Elementary school students held their first event last week, part of a pedestrian safety campaign coordinated by the Sunset Neighborhood Beacon Center and the Outer Noriega Merchants Association. Though it’s a quiet beachside neighborhood, the Outer Sunset’s streets are notorious for their wide expanses of asphalt that encourage drivers to speed.
“Many of the youth and families in our community have to walk while commuting and it is essential that people feel safe getting around the Sunset,” said Matt Pemberton, director of SNBC, which is a member of the merchants association. The “Keep Sunset Slow” campaign, he said, is intended to “empower [youth] to be their own advocates and encourage community members to take more care while driving by following the speed limit, stopping at stop signs, and yielding to pedestrians when they are behind the wheel in the Sunset.”
“It’s wonderful to see that the merchants have taken upon their own initiative to really try to slow down the traffic in the area,” said District 4 Supervisor Katy Tang. “The area by Outer Noriega has really changed a lot over the past few years. There are now some really great businesses in the area, and it’s brought a whole lot more foot traffic.”
“That’s wonderful,” she said. “Now we need to make sure that drivers are aware and used to that, and that they really exercise caution when using the road.”
The program, planned to run through July, was funded by $3,000 from District Attorney George Gascón’s office, which issued grants from its Neighborhood Justice Fund to 11 community groups last month. The revenue comes from restitution funds collected from Neighborhood Court directives, according to the DA’s office.
“The Neighborhood Justice Fund is empowering communities to get engaged and take action to improve neighborhoods, our youth, and pedestrian safety,” Gascón said in a statement last month.
Three of the grants were for pedestrian safety education programs. In addition to the “Keep Sunset Slow” campaign, one grant went to the Livable City Pedestrian Fund for “pedestrian safety trainings and walk audits in areas with a high concentration of injuries to pedestrians,” focusing on neighborhoods in the Mission, Tenderloin, and Southern police districts.

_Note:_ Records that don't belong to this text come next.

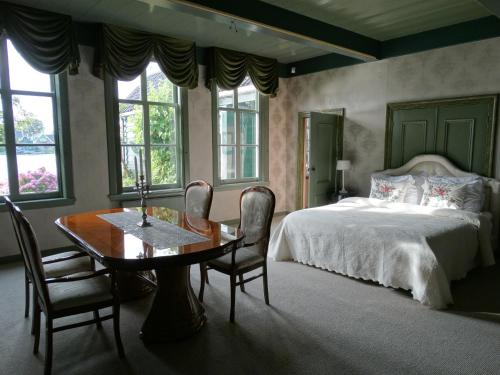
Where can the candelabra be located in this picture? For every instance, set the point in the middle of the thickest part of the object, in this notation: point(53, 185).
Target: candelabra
point(143, 189)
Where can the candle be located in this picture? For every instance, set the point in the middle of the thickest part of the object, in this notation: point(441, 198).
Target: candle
point(135, 165)
point(140, 162)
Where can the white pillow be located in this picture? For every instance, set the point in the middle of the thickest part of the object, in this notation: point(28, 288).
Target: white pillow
point(390, 188)
point(464, 193)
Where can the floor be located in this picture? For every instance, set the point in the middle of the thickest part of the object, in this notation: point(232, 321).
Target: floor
point(318, 323)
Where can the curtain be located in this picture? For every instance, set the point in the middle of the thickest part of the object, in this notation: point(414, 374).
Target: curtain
point(125, 53)
point(229, 68)
point(46, 40)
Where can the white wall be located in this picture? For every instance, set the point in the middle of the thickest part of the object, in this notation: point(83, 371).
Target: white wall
point(90, 159)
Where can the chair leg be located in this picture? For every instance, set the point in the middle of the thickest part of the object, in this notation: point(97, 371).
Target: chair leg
point(203, 277)
point(264, 278)
point(48, 347)
point(98, 318)
point(233, 296)
point(116, 329)
point(36, 326)
point(242, 286)
point(27, 295)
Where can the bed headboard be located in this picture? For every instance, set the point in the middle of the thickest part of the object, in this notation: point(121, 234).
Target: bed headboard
point(437, 165)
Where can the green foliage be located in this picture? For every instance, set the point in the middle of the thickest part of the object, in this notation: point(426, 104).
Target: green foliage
point(162, 137)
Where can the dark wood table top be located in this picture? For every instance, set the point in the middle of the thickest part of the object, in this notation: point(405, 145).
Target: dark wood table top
point(114, 248)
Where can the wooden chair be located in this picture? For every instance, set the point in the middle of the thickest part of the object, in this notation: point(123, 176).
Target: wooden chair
point(256, 214)
point(197, 203)
point(57, 265)
point(65, 296)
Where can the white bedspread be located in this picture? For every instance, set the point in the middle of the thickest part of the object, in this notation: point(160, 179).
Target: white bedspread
point(396, 244)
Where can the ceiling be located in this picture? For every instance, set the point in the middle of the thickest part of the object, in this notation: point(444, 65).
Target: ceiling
point(140, 15)
point(386, 19)
point(373, 20)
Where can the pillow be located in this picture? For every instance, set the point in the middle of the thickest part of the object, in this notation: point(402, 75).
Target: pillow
point(390, 188)
point(415, 190)
point(464, 193)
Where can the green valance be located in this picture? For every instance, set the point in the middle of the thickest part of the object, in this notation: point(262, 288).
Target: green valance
point(45, 40)
point(228, 70)
point(125, 53)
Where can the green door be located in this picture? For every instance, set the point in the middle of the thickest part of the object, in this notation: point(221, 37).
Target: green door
point(322, 157)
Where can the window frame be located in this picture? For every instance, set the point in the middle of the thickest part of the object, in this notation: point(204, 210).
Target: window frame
point(117, 191)
point(263, 145)
point(62, 138)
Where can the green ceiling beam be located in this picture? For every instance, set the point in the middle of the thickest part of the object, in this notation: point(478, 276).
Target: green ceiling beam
point(470, 31)
point(257, 16)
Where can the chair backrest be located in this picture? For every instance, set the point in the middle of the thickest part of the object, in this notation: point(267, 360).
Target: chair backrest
point(256, 214)
point(29, 247)
point(12, 209)
point(198, 199)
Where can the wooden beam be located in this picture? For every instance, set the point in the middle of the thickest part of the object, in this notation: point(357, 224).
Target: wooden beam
point(257, 16)
point(492, 6)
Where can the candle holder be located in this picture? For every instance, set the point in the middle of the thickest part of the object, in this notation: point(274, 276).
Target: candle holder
point(143, 189)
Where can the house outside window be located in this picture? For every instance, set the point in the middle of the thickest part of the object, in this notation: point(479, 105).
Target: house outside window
point(35, 163)
point(146, 118)
point(240, 124)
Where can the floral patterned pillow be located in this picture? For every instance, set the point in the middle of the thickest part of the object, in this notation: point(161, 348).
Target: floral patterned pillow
point(443, 193)
point(464, 193)
point(390, 188)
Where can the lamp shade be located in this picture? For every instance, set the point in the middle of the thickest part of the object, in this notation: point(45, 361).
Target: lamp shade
point(343, 165)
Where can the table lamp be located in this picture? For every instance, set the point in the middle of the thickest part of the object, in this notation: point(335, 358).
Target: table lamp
point(343, 165)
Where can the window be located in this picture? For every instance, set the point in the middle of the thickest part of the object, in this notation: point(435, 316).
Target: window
point(146, 118)
point(34, 147)
point(240, 135)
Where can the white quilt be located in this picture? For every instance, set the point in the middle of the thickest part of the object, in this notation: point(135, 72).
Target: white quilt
point(396, 244)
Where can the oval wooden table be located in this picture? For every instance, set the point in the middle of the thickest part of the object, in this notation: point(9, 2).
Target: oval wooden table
point(176, 312)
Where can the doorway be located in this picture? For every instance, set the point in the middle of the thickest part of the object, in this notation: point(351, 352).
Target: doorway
point(320, 138)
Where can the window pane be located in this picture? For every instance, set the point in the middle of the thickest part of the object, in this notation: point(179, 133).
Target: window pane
point(249, 161)
point(130, 90)
point(162, 124)
point(2, 128)
point(227, 128)
point(37, 169)
point(131, 124)
point(163, 165)
point(226, 98)
point(33, 119)
point(248, 128)
point(23, 76)
point(4, 176)
point(128, 165)
point(227, 162)
point(160, 89)
point(247, 95)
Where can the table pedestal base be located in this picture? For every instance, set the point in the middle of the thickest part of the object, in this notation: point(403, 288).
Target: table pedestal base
point(176, 312)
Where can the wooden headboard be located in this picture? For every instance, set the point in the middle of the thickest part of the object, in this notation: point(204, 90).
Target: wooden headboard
point(460, 129)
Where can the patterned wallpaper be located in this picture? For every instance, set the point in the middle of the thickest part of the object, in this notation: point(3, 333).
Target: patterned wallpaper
point(364, 91)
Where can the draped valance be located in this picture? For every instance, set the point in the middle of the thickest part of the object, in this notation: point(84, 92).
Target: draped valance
point(229, 68)
point(124, 54)
point(45, 40)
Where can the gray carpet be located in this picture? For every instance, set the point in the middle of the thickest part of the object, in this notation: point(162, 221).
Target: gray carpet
point(318, 323)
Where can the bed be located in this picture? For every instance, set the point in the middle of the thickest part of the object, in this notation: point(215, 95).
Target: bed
point(396, 244)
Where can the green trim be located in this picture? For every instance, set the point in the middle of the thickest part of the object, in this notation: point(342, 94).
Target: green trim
point(61, 145)
point(263, 111)
point(470, 31)
point(17, 257)
point(114, 148)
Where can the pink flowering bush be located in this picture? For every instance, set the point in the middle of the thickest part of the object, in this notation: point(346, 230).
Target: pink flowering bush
point(38, 181)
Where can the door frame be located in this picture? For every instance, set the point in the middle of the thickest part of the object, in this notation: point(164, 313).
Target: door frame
point(300, 147)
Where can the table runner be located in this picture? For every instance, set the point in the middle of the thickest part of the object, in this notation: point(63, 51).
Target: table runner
point(161, 234)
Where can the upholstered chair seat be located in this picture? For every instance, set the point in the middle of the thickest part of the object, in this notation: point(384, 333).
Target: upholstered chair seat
point(245, 257)
point(67, 267)
point(69, 295)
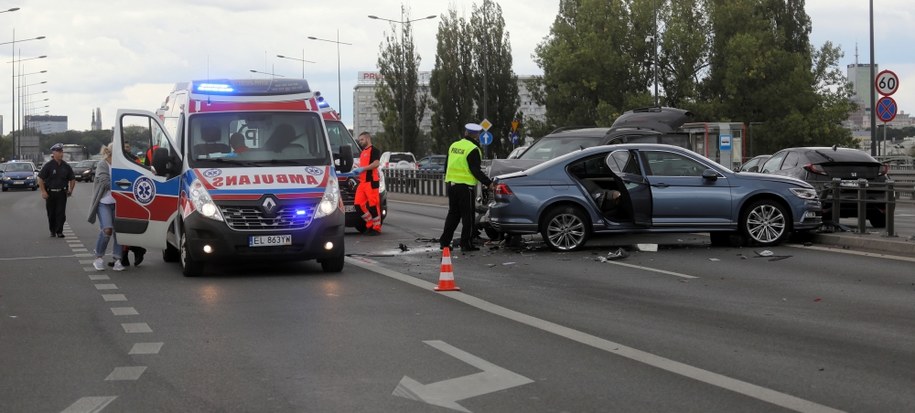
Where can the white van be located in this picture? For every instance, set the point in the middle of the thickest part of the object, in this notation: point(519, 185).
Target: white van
point(233, 170)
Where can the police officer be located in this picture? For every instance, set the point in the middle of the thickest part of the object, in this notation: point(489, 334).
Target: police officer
point(56, 181)
point(367, 197)
point(462, 172)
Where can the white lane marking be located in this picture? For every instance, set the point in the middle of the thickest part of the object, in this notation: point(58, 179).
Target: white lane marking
point(853, 252)
point(639, 267)
point(715, 379)
point(123, 311)
point(90, 404)
point(126, 373)
point(45, 257)
point(146, 348)
point(114, 297)
point(133, 328)
point(446, 393)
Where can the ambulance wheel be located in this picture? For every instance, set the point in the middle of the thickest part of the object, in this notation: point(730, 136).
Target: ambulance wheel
point(334, 264)
point(170, 253)
point(189, 267)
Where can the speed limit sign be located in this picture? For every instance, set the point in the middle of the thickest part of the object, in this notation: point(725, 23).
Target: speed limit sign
point(886, 82)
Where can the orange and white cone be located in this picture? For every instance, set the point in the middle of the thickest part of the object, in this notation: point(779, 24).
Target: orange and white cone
point(446, 277)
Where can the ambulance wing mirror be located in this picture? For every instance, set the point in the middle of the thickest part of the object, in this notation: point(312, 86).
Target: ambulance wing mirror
point(165, 164)
point(346, 158)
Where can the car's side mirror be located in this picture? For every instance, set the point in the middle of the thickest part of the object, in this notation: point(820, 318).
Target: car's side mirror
point(710, 174)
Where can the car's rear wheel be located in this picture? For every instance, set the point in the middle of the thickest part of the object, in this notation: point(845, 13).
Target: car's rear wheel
point(765, 222)
point(565, 228)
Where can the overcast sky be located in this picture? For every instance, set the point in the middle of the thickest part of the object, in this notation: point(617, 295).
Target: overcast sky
point(128, 54)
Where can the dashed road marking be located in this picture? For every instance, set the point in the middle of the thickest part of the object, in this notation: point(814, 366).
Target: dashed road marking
point(146, 348)
point(134, 328)
point(123, 311)
point(695, 373)
point(90, 404)
point(126, 373)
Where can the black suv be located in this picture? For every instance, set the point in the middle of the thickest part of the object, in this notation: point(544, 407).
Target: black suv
point(820, 165)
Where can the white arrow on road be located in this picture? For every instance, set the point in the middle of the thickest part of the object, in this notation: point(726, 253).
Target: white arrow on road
point(446, 393)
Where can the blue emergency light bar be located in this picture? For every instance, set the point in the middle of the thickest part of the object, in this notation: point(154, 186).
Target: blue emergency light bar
point(250, 87)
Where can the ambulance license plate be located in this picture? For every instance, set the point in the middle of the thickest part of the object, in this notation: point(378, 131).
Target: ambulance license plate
point(269, 240)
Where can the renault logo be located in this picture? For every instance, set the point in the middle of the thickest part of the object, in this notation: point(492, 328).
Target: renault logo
point(269, 205)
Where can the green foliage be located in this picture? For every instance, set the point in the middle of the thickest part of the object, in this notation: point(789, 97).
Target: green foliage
point(397, 102)
point(495, 85)
point(451, 82)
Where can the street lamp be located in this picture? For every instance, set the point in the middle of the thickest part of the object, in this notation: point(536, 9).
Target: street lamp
point(338, 42)
point(403, 22)
point(265, 73)
point(298, 60)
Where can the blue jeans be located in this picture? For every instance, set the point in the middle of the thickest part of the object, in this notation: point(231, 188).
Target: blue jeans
point(106, 220)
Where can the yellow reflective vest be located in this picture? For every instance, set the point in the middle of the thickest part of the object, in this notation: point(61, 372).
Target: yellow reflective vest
point(458, 171)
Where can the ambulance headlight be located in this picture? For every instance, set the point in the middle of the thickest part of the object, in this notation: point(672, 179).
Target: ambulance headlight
point(331, 199)
point(202, 202)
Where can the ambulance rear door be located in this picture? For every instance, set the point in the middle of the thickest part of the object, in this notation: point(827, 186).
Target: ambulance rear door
point(145, 179)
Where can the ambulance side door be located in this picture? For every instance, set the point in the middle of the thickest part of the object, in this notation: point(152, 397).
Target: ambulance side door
point(146, 198)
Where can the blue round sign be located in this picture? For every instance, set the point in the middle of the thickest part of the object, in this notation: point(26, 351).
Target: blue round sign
point(485, 138)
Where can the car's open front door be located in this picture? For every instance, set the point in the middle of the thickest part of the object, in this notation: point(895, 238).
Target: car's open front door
point(625, 165)
point(146, 199)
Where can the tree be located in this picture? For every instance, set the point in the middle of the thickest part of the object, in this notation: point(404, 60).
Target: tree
point(396, 100)
point(451, 82)
point(593, 67)
point(496, 85)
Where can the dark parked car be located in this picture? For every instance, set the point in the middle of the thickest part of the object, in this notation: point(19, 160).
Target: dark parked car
point(820, 165)
point(432, 163)
point(18, 174)
point(754, 164)
point(85, 170)
point(637, 188)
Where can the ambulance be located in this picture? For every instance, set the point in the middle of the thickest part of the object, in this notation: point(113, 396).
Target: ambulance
point(234, 170)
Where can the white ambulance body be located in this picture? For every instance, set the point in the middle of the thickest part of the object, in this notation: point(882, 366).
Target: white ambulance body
point(239, 169)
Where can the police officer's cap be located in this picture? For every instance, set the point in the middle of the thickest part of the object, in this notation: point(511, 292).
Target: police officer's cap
point(473, 128)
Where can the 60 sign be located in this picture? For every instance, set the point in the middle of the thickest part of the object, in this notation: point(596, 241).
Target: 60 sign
point(887, 82)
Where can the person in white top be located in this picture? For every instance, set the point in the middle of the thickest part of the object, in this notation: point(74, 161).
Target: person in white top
point(102, 208)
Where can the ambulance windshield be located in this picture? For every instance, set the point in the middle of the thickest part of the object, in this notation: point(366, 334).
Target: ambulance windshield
point(257, 139)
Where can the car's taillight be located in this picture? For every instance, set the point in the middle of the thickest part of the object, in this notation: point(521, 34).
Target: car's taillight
point(815, 169)
point(502, 189)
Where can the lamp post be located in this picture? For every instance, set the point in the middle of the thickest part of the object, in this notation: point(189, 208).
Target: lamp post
point(297, 59)
point(339, 90)
point(265, 73)
point(403, 22)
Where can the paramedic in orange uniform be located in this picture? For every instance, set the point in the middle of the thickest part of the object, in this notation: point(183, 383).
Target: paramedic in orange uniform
point(367, 196)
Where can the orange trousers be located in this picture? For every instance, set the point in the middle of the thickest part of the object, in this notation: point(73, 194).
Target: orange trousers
point(369, 201)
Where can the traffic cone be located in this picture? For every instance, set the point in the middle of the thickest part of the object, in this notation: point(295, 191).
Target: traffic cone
point(446, 277)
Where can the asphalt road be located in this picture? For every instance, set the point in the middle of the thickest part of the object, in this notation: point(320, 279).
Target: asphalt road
point(685, 328)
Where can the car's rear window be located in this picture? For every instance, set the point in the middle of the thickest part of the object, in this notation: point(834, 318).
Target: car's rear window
point(828, 155)
point(396, 157)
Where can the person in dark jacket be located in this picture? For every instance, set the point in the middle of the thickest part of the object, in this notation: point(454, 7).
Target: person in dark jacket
point(56, 181)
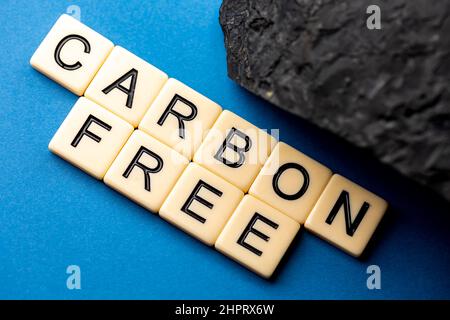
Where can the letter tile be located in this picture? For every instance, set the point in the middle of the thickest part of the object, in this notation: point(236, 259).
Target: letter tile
point(71, 54)
point(179, 117)
point(235, 149)
point(346, 215)
point(201, 203)
point(257, 236)
point(90, 137)
point(126, 85)
point(145, 170)
point(291, 182)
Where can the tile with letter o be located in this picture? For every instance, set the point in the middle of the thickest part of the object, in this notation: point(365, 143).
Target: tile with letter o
point(291, 182)
point(235, 149)
point(257, 236)
point(126, 85)
point(71, 54)
point(179, 117)
point(346, 215)
point(90, 137)
point(201, 203)
point(145, 170)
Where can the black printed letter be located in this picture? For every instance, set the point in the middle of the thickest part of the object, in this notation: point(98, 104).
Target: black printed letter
point(278, 174)
point(84, 131)
point(194, 196)
point(76, 65)
point(344, 200)
point(249, 228)
point(133, 73)
point(135, 163)
point(179, 116)
point(239, 150)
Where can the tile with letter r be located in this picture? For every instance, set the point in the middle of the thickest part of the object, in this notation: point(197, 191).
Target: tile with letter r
point(180, 117)
point(235, 149)
point(346, 215)
point(291, 182)
point(145, 170)
point(90, 137)
point(71, 54)
point(201, 203)
point(126, 85)
point(257, 236)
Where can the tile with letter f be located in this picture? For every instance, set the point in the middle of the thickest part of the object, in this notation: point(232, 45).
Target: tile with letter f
point(90, 137)
point(346, 215)
point(145, 170)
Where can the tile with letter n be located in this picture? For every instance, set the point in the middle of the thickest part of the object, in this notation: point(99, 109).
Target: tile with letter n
point(71, 54)
point(257, 236)
point(126, 85)
point(201, 203)
point(90, 137)
point(145, 170)
point(346, 215)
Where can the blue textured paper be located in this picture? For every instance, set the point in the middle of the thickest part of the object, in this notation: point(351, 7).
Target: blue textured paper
point(53, 215)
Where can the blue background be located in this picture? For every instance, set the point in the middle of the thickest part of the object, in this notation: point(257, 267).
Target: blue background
point(53, 215)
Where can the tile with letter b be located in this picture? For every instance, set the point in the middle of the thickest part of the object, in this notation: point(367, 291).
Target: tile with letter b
point(71, 54)
point(235, 149)
point(346, 215)
point(179, 117)
point(257, 236)
point(145, 170)
point(201, 203)
point(126, 85)
point(291, 182)
point(90, 137)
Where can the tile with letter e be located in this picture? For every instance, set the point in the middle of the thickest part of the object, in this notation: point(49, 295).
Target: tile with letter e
point(126, 85)
point(71, 54)
point(346, 215)
point(291, 182)
point(201, 203)
point(257, 236)
point(90, 137)
point(235, 149)
point(145, 170)
point(179, 117)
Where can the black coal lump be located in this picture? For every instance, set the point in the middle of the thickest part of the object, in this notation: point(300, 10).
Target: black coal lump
point(385, 90)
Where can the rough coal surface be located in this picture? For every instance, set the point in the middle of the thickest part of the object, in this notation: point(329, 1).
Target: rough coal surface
point(387, 91)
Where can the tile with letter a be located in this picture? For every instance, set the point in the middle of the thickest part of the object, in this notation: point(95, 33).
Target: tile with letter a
point(257, 236)
point(179, 117)
point(346, 215)
point(71, 54)
point(201, 203)
point(145, 170)
point(291, 182)
point(90, 137)
point(235, 149)
point(126, 85)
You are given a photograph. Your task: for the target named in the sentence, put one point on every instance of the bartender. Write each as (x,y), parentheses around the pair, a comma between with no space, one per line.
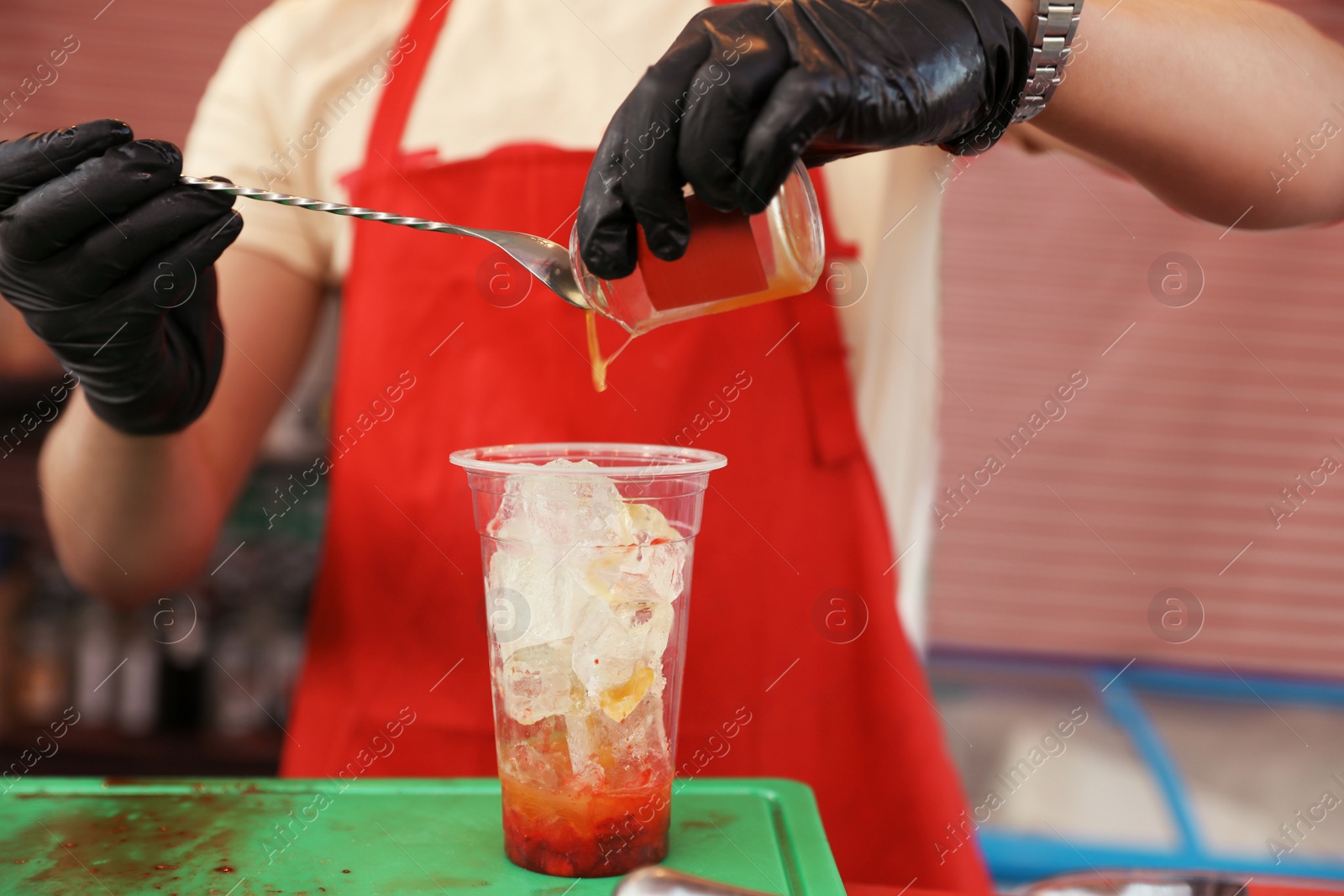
(487,112)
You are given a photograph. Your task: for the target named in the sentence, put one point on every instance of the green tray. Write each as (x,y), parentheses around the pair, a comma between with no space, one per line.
(214,837)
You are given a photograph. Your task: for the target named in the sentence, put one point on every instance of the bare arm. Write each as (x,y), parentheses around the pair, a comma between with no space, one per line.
(1203,102)
(132,516)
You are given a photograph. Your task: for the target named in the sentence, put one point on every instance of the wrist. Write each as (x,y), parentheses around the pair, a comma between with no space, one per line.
(1025,9)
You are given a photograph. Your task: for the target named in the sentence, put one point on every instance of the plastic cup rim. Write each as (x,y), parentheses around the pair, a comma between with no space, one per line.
(658,461)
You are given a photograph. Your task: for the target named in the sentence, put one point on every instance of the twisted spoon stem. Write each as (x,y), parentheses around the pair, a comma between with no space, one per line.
(335,208)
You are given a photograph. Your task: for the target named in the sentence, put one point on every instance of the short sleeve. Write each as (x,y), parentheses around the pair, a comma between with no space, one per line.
(250,130)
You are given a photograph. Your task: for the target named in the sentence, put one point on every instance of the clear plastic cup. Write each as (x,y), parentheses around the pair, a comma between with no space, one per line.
(732,261)
(586,551)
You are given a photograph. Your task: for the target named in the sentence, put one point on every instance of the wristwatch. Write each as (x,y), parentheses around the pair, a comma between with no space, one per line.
(1052,31)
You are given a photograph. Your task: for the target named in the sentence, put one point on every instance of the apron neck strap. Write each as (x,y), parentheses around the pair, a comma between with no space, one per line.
(400,93)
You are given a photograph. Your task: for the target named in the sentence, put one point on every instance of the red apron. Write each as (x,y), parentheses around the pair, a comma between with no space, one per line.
(398,618)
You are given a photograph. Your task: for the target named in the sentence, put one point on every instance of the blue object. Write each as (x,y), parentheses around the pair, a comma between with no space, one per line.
(1016,857)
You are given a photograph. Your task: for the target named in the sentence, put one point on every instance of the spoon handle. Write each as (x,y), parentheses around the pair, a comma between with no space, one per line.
(335,208)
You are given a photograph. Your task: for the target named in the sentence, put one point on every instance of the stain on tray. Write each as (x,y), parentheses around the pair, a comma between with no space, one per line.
(709,822)
(134,839)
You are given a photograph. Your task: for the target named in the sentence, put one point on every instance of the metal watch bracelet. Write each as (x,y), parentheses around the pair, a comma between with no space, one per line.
(1052,33)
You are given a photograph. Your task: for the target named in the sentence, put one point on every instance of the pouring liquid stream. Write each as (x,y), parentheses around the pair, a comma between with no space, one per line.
(597,363)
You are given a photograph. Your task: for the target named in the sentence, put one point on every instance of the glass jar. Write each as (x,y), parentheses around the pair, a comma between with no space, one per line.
(732,261)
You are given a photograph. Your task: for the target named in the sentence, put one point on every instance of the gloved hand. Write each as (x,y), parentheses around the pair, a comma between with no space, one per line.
(749,87)
(109,261)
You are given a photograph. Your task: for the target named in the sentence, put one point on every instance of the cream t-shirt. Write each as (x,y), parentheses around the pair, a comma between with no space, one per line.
(293,101)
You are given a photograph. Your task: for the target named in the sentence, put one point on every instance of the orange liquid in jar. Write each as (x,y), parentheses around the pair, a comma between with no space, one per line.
(732,261)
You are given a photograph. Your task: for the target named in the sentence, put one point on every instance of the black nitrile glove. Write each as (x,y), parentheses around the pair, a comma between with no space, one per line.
(109,261)
(748,87)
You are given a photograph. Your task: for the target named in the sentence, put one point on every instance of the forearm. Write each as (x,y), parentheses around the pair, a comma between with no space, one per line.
(131,516)
(1205,102)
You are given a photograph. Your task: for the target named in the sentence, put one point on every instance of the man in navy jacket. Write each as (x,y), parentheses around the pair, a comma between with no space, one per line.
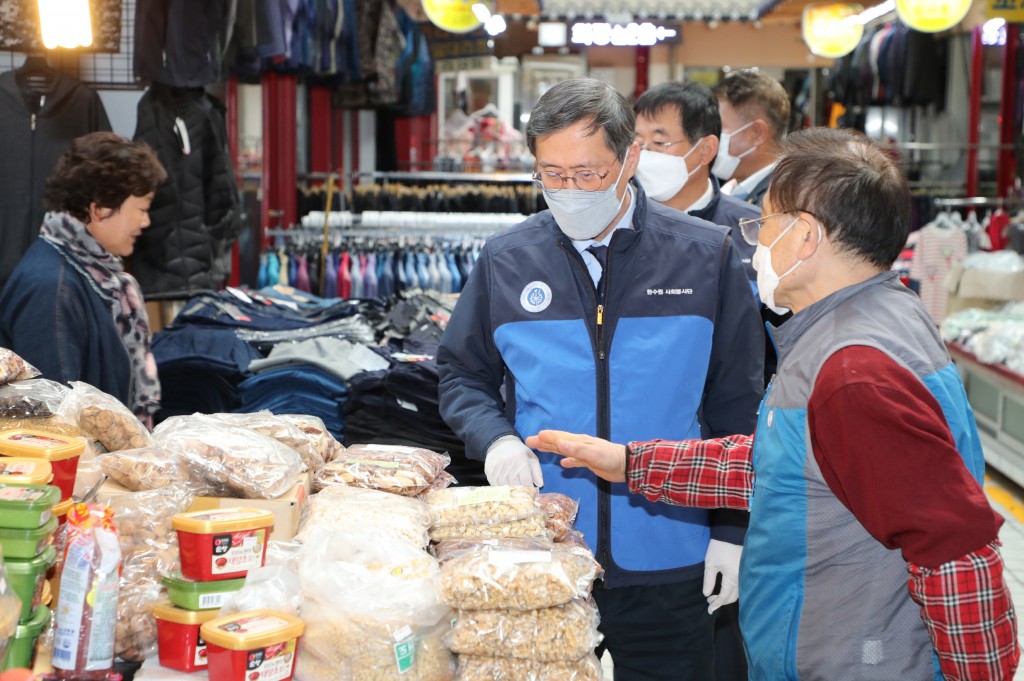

A third grant went to the Portola Neighborhood Association for a pedestrian safety outreach campaign on San Bruno Avenue.
DA Gascón has charged very few drivers who have killed people walking and biking, unless they were drunk or fled the scene. Even Kieran Brewer, who killed 17-year-old Lowell High School student Hanren Chang in a crosswalk on Sloat Boulevard, received just six months in jail.
Pedestrian crashes in the Outer Sunset tend to happen mostly on streets designed for high-speed, high-volume car traffic like Sloat and Sunset Boulevard. On Sunday evening, two women were hospitalized by a driver in a crosswalk while carrying groceries at Sunset and Moraga Street.
It’s more than can be said for Mayor Ed Lee, whose car was spotted last week blocking the crosswalk at Noriega and 46th Avenue, one of the intersections where kids are out in yellow vests, calling on drivers to keep them safe.
Supervisor Tang said outreach isn’t enough to make the Sunset’s streets safer, and that they’ll need to be improved with physical changes. She said her office has pushed the SFMTA to install a stop sign at Noriega and 45th Avenue, though research shows those don’t necessarily lead to safer conditions the way that physical changes that narrow a street’s geometry do.
“We’ve hit a a little bit of a road bump there, but we still want to push for that for the safety of everyone in the area,” said Tang.